Setelah sampai sekolah
aku pun menuju ruang kelas yang dekat dengan kantin. Tiba-tiba ada yang menepuk
pundakku. “ Hai! Vine... pagi yang cerah ya? “ ujar seorang perempuan yang
berambut pendek. Dan saat aku menengok ke belakang ternyata dia adalah
sahabatku yang bernama Evellyn. Aku pun membalasnya “ Hai, juga!

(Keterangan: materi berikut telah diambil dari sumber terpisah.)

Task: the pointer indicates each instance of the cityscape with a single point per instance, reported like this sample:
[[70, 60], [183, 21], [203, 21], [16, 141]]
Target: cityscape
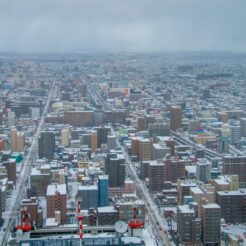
[[122, 123]]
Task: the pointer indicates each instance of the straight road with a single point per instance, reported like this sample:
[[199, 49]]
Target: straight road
[[20, 191]]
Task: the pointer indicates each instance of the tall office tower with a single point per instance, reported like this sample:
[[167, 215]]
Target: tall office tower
[[93, 140], [243, 127], [211, 215], [85, 139], [156, 176], [141, 123], [145, 150], [222, 116], [2, 202], [194, 126], [183, 188], [17, 141], [103, 184], [20, 142], [175, 168], [203, 167], [83, 90], [175, 117], [46, 145], [189, 225], [56, 201], [111, 141], [145, 153], [102, 134], [159, 151], [225, 183], [31, 206], [136, 146], [13, 139], [235, 134], [159, 129], [235, 165], [233, 205], [65, 137], [150, 119], [11, 170], [115, 169], [224, 140], [170, 143], [11, 118], [206, 94], [89, 196]]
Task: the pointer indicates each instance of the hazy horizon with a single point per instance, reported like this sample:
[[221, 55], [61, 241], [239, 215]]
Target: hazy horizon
[[81, 26]]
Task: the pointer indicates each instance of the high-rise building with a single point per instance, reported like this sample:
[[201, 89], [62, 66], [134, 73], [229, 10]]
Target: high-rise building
[[175, 117], [224, 139], [103, 184], [233, 205], [20, 143], [46, 145], [189, 225], [156, 176], [175, 168], [93, 140], [243, 127], [145, 150], [13, 139], [211, 215], [136, 146], [115, 169], [11, 118], [235, 133], [145, 153], [183, 188], [102, 134], [89, 196], [56, 201], [65, 137], [111, 142], [141, 123], [11, 170], [235, 165], [203, 168], [159, 129], [17, 140], [225, 183], [31, 206], [2, 201], [159, 151]]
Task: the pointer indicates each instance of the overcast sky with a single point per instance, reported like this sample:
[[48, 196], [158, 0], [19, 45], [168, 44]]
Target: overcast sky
[[122, 25]]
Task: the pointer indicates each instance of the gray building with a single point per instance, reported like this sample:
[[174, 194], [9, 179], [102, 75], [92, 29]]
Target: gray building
[[111, 142], [203, 168], [243, 127], [115, 169], [159, 129], [189, 225], [88, 196], [46, 145], [159, 151]]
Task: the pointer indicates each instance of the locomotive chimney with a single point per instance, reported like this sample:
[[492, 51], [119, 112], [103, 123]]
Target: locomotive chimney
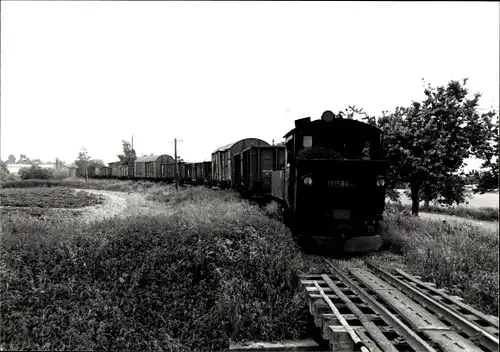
[[301, 122]]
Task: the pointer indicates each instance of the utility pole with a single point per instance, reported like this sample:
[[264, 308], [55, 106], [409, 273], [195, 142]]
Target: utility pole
[[176, 166]]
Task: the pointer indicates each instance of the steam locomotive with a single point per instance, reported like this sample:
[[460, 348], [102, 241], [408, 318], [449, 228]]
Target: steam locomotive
[[328, 178]]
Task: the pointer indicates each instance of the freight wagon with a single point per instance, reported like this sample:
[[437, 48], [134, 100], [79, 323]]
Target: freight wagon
[[222, 168], [168, 172], [254, 168], [202, 173], [148, 167]]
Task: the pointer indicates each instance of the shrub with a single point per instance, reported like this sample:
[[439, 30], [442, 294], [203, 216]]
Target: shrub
[[35, 172], [216, 269], [459, 256]]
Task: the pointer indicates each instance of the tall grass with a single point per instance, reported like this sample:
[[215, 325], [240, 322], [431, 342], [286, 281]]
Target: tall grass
[[481, 213], [459, 256], [215, 270]]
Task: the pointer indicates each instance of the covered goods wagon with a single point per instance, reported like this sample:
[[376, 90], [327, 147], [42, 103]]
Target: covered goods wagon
[[255, 170], [148, 167], [222, 164]]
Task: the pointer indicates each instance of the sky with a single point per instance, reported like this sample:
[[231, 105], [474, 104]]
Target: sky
[[90, 74]]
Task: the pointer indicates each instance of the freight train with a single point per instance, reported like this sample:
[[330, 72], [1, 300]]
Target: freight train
[[328, 178]]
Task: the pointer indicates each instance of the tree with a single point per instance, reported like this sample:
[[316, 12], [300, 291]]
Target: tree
[[35, 172], [352, 113], [59, 164], [82, 162], [23, 159], [427, 143], [488, 178]]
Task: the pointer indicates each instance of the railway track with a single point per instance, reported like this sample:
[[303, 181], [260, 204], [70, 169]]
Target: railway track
[[373, 310]]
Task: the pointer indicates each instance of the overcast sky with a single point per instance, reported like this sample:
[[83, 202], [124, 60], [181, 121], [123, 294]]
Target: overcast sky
[[90, 74]]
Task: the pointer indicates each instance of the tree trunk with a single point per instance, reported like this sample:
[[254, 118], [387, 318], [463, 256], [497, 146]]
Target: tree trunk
[[414, 186]]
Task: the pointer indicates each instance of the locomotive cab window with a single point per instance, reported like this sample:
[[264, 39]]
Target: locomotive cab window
[[307, 141]]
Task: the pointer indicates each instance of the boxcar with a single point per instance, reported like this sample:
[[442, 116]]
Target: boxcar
[[106, 172], [222, 168], [168, 172], [148, 167], [255, 169]]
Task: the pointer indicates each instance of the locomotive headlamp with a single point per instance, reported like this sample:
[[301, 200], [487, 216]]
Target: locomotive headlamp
[[308, 181], [380, 182]]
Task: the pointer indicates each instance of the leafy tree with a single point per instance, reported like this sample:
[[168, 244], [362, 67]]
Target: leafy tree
[[128, 156], [3, 171], [23, 159], [427, 143], [3, 167], [60, 164], [488, 179], [472, 177], [35, 172], [352, 113]]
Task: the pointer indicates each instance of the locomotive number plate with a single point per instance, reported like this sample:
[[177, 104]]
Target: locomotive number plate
[[340, 184]]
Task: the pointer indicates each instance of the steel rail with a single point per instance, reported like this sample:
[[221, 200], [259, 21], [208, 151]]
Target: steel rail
[[474, 331], [415, 341], [490, 319], [370, 327], [355, 338]]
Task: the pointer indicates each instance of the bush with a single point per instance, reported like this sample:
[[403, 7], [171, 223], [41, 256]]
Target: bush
[[482, 213], [35, 173], [216, 269], [47, 198], [459, 256]]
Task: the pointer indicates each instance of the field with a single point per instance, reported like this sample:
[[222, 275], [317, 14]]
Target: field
[[211, 269], [47, 198]]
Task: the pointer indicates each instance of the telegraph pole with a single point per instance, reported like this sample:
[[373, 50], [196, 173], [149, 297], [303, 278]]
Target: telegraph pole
[[176, 166]]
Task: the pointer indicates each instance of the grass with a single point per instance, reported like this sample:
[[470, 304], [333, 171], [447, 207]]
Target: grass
[[461, 257], [482, 213], [215, 270], [41, 197]]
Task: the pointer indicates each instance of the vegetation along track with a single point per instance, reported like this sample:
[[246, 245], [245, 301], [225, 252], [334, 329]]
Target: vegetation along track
[[374, 310]]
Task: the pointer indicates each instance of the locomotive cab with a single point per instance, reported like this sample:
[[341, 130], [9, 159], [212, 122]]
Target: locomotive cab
[[333, 184]]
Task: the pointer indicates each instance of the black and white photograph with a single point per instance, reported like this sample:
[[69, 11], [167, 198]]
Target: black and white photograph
[[243, 176]]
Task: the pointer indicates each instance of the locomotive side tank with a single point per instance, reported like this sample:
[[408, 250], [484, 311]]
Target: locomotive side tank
[[333, 185]]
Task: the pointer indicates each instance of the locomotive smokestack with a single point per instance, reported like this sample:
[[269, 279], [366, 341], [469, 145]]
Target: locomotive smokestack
[[328, 116], [301, 122]]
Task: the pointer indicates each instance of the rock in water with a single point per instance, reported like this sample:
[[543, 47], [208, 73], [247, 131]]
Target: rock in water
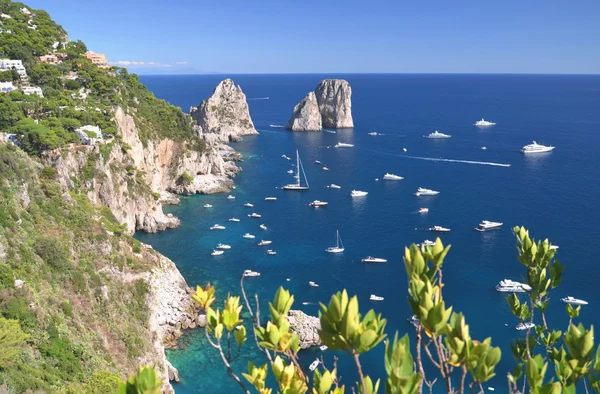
[[334, 98], [306, 327], [306, 116], [225, 113]]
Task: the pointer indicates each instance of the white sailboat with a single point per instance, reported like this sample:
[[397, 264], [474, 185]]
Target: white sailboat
[[297, 185], [339, 245]]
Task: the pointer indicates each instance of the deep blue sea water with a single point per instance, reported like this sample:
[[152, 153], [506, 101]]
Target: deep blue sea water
[[554, 195]]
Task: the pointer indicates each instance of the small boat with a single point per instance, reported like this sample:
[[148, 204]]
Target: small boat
[[573, 301], [249, 273], [486, 225], [524, 326], [426, 192], [437, 135], [339, 245], [536, 148], [484, 123], [318, 203], [314, 365], [392, 177], [371, 259]]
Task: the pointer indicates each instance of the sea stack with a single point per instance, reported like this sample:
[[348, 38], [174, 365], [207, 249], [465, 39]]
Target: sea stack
[[330, 105], [306, 116], [224, 116]]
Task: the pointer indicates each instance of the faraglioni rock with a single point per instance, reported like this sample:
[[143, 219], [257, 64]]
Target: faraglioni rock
[[334, 97], [224, 114], [306, 327], [306, 116]]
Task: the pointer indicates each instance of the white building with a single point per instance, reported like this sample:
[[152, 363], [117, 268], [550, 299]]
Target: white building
[[84, 133]]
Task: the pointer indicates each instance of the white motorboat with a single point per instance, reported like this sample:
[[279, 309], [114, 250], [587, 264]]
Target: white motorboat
[[318, 203], [250, 273], [339, 245], [437, 135], [524, 326], [484, 123], [536, 148], [573, 301], [371, 259], [358, 193], [426, 192], [486, 225], [298, 185], [511, 286], [392, 177]]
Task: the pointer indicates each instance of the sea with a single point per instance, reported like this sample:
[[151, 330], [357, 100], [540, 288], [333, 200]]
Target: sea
[[554, 195]]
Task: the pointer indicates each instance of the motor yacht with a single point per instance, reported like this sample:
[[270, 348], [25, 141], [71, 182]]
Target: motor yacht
[[426, 192], [392, 177], [536, 148], [371, 259], [573, 301], [437, 135], [486, 225], [358, 193]]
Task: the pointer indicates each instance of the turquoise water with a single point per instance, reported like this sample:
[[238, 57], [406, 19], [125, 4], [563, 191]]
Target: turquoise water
[[554, 195]]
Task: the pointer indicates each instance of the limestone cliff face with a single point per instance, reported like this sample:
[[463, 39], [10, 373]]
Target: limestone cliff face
[[334, 97], [306, 116], [224, 115]]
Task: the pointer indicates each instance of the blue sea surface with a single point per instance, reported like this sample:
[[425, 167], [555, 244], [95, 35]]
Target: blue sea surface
[[554, 195]]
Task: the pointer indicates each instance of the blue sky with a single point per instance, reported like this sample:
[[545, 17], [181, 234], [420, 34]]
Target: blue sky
[[331, 36]]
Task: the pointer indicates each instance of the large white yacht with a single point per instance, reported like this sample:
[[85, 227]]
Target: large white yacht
[[511, 286], [484, 123], [437, 135], [573, 301], [426, 192], [486, 225], [536, 148]]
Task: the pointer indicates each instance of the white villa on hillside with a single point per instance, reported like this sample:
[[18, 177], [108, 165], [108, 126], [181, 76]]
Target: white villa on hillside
[[84, 133]]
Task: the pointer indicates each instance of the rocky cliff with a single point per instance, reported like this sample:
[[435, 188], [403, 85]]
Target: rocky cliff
[[306, 116], [224, 116]]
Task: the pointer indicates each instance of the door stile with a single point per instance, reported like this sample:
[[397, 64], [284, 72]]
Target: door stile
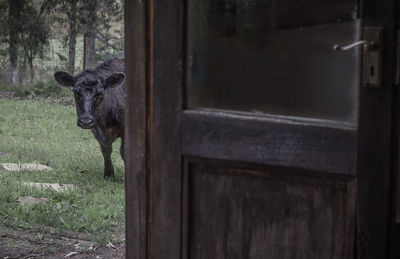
[[165, 182], [136, 128], [374, 164]]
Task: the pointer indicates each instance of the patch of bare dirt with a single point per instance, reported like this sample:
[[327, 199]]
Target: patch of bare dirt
[[18, 243]]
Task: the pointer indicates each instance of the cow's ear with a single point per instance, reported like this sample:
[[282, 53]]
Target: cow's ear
[[114, 80], [64, 79]]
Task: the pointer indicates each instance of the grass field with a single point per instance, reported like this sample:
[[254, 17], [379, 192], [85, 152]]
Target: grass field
[[45, 132]]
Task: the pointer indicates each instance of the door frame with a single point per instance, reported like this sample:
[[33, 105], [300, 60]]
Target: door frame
[[154, 49]]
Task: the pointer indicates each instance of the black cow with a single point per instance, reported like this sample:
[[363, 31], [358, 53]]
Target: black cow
[[100, 104]]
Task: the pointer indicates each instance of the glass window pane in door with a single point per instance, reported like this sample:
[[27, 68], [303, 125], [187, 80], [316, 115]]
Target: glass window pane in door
[[273, 57]]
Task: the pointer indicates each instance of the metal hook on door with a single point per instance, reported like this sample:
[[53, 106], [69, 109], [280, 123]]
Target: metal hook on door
[[365, 43], [372, 55]]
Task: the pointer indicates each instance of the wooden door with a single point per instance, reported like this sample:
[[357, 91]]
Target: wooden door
[[249, 136]]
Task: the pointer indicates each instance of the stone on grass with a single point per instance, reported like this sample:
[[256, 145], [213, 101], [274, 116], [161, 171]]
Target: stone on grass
[[4, 154], [26, 200], [55, 186], [29, 167]]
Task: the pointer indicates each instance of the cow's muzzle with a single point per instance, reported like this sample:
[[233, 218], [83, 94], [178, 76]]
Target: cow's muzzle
[[86, 122]]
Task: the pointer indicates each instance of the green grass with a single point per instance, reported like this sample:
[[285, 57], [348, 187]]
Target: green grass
[[45, 132]]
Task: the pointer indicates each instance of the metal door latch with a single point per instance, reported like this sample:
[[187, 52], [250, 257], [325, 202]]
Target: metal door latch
[[372, 56]]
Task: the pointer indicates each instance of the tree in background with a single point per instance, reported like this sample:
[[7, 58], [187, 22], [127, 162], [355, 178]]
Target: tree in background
[[15, 8], [67, 12], [34, 36], [93, 18]]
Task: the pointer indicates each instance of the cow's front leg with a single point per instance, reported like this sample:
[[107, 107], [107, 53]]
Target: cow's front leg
[[106, 149]]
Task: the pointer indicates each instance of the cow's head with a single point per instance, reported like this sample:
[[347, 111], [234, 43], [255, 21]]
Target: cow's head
[[89, 93]]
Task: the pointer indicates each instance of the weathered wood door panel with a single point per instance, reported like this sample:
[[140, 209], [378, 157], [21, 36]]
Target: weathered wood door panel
[[250, 137], [269, 213]]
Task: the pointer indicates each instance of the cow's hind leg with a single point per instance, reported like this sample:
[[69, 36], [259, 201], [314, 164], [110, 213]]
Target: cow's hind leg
[[108, 166]]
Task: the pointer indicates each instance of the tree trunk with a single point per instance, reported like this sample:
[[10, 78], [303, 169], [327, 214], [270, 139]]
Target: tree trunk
[[14, 13], [72, 36], [89, 48]]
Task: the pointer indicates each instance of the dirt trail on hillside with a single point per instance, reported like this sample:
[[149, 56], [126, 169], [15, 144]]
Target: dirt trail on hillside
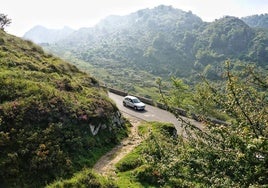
[[106, 164]]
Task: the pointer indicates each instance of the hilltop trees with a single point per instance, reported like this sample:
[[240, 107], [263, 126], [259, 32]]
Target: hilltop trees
[[4, 21], [228, 155]]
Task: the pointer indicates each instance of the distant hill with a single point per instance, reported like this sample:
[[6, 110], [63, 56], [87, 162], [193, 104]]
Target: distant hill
[[40, 34], [257, 21], [132, 51], [54, 118]]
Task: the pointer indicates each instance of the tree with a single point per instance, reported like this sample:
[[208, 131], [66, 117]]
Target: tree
[[233, 154], [4, 21]]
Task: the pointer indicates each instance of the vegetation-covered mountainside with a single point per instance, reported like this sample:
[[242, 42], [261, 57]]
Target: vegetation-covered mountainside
[[130, 52], [54, 119], [258, 21], [40, 34]]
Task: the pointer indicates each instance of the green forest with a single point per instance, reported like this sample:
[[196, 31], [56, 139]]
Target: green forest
[[131, 52], [57, 120]]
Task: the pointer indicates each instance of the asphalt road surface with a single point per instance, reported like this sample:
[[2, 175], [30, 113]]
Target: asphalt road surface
[[151, 113]]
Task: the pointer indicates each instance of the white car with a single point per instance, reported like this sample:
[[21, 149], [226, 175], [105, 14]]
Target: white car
[[133, 102]]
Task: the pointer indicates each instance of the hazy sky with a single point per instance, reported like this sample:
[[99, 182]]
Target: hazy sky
[[56, 14]]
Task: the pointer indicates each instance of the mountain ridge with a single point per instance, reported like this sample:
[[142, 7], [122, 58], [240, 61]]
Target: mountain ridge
[[161, 42], [55, 119]]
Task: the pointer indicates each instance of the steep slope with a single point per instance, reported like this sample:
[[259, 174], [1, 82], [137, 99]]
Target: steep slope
[[53, 117], [40, 34], [258, 21], [132, 51]]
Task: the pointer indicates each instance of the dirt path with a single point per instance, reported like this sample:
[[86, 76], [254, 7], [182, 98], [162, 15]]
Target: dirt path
[[106, 164]]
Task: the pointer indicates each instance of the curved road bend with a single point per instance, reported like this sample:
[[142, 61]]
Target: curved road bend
[[151, 113]]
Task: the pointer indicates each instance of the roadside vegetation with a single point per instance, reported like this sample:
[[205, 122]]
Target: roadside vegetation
[[219, 155], [47, 110]]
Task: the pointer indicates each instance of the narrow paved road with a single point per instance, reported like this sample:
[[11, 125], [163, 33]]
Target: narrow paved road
[[151, 113]]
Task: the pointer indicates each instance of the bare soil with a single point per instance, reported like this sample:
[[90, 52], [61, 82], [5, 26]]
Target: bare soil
[[106, 164]]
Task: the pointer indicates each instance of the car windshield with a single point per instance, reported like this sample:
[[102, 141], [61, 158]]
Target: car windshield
[[136, 100]]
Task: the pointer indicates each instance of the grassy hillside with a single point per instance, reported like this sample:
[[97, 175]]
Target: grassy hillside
[[50, 113]]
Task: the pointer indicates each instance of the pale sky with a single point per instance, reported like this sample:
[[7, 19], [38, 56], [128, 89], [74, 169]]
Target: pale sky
[[55, 14]]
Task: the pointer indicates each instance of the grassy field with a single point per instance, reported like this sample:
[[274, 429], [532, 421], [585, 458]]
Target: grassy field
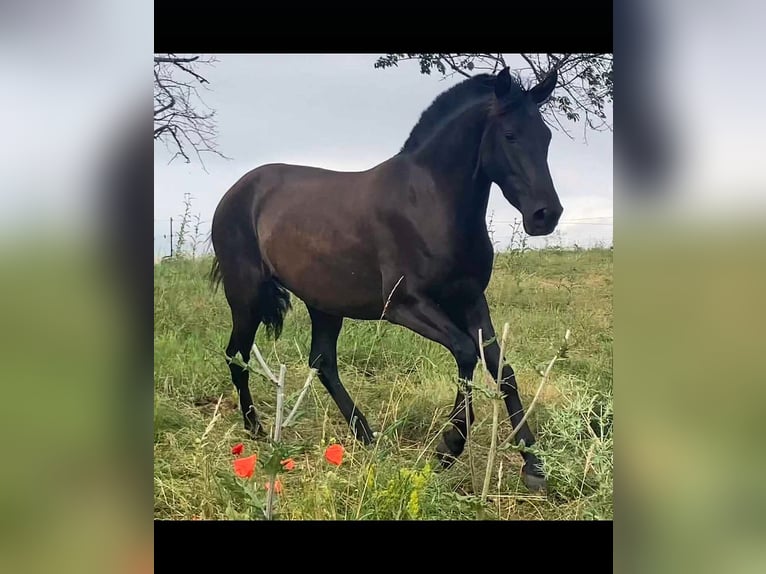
[[406, 386]]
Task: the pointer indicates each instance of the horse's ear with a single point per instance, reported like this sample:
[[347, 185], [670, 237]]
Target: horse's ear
[[503, 83], [544, 89]]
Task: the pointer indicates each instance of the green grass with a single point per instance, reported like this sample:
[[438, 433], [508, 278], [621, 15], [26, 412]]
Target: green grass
[[406, 386]]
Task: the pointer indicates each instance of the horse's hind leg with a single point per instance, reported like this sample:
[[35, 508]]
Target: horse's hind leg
[[245, 324]]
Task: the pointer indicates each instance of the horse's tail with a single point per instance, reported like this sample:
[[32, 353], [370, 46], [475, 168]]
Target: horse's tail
[[238, 263]]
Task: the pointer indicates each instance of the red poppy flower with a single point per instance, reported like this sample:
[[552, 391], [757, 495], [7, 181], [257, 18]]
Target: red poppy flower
[[277, 486], [334, 454], [244, 467]]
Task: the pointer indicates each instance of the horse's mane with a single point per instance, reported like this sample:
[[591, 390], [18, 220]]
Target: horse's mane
[[450, 101]]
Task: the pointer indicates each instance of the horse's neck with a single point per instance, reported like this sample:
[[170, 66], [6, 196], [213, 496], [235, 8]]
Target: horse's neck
[[452, 156]]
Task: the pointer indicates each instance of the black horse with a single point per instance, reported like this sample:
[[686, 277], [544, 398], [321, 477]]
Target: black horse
[[405, 241]]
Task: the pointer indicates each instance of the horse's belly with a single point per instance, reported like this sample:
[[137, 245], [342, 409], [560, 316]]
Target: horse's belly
[[334, 283]]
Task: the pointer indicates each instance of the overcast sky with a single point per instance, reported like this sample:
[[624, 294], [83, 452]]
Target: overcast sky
[[339, 112]]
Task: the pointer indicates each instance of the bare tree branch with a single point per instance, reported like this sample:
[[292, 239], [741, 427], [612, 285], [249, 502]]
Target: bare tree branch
[[584, 81], [177, 122]]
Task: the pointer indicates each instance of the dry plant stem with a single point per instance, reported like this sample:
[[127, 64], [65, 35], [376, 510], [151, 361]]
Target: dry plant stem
[[495, 411], [277, 435], [305, 389], [382, 316], [537, 394], [264, 366], [212, 421]]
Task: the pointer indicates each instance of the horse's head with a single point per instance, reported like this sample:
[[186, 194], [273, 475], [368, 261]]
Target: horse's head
[[514, 152]]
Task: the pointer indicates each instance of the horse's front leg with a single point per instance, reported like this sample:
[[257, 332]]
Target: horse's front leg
[[478, 318], [423, 316]]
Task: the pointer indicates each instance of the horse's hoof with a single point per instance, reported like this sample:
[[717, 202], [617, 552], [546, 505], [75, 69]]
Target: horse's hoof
[[534, 482], [364, 434], [256, 433]]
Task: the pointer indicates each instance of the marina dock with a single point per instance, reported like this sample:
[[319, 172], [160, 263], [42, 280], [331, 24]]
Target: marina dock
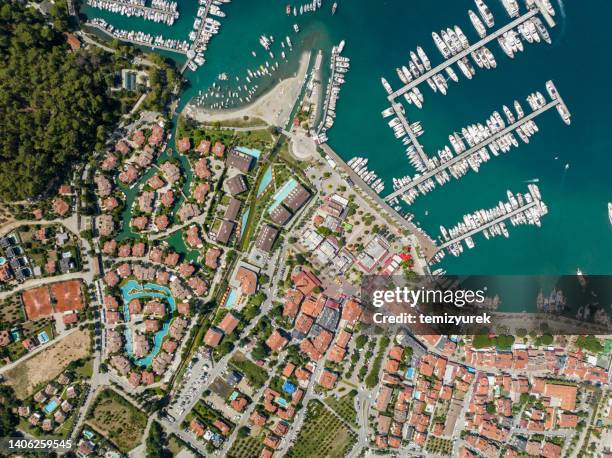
[[479, 229], [426, 243], [452, 60], [522, 209], [148, 44], [461, 156], [165, 13]]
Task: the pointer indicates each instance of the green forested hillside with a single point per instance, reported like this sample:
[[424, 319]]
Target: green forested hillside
[[53, 103]]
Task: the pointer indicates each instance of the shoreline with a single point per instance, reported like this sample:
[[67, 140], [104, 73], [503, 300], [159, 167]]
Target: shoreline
[[274, 106]]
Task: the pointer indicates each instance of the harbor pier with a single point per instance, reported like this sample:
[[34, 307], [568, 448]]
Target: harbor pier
[[466, 52], [497, 220], [427, 244], [135, 42], [461, 156]]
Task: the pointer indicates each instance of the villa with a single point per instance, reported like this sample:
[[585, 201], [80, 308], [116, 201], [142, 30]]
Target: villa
[[236, 185]]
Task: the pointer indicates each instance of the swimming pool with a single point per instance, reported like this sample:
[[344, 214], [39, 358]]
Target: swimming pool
[[245, 218], [281, 401], [282, 193], [232, 298], [50, 407], [265, 181], [43, 337], [134, 290], [250, 151]]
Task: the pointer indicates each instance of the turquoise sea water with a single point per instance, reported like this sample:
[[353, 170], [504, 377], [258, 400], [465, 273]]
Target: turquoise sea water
[[379, 36], [133, 290]]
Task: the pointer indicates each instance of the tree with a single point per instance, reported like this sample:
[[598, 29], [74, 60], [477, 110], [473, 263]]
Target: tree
[[8, 419], [54, 103], [155, 444]]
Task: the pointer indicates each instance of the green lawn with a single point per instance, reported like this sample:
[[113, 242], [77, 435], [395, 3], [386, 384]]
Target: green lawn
[[245, 447], [344, 406], [322, 434], [257, 375]]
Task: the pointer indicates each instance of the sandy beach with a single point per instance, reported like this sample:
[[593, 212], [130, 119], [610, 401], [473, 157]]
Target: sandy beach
[[274, 107]]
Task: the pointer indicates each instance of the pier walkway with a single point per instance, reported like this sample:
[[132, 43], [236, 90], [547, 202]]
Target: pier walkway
[[198, 35], [135, 42], [426, 243], [147, 9], [445, 165], [466, 52], [497, 220]]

Ya, entah
kenapa aku merasa pagi ini adalah pagi yang paling cerah. “ ujarku. Aku dan
Evellyn pun mencari tempat duduk dan segera menaruh tasku, setelah itu aku dan
Evellyn pergi ke taman sekolah yang tak jauh dari kelas. “ Ev, kamu tahu nggak
kalau sebentar lagi kita mau kenaikan kelas? “ tanyaku. “ Yap! Kamu memang
benar Vine... “ jawab Evellyn. Tiba-tiba handphone-ku berbunyi, aku pun segera
melihatnya dan ternyata ada telepon dari Kak Crish. “ Halo! Ada apa ya kak? “
tanyaku. “ kamu ke ruang osis ya sekarang juga! “ ujar Kak Crish. “ ngapain
kak? Hari ini kan nggak ada kegiatan. Lagipul... “ omonganku terputus. “ udah,
kamu jangan cerewet deh.... buruan! “ jawab Kak Crish. Aku pun menutup telepon
dan mengatakan kepada Evellyn bahwa aku harus pergi ke ruang osis.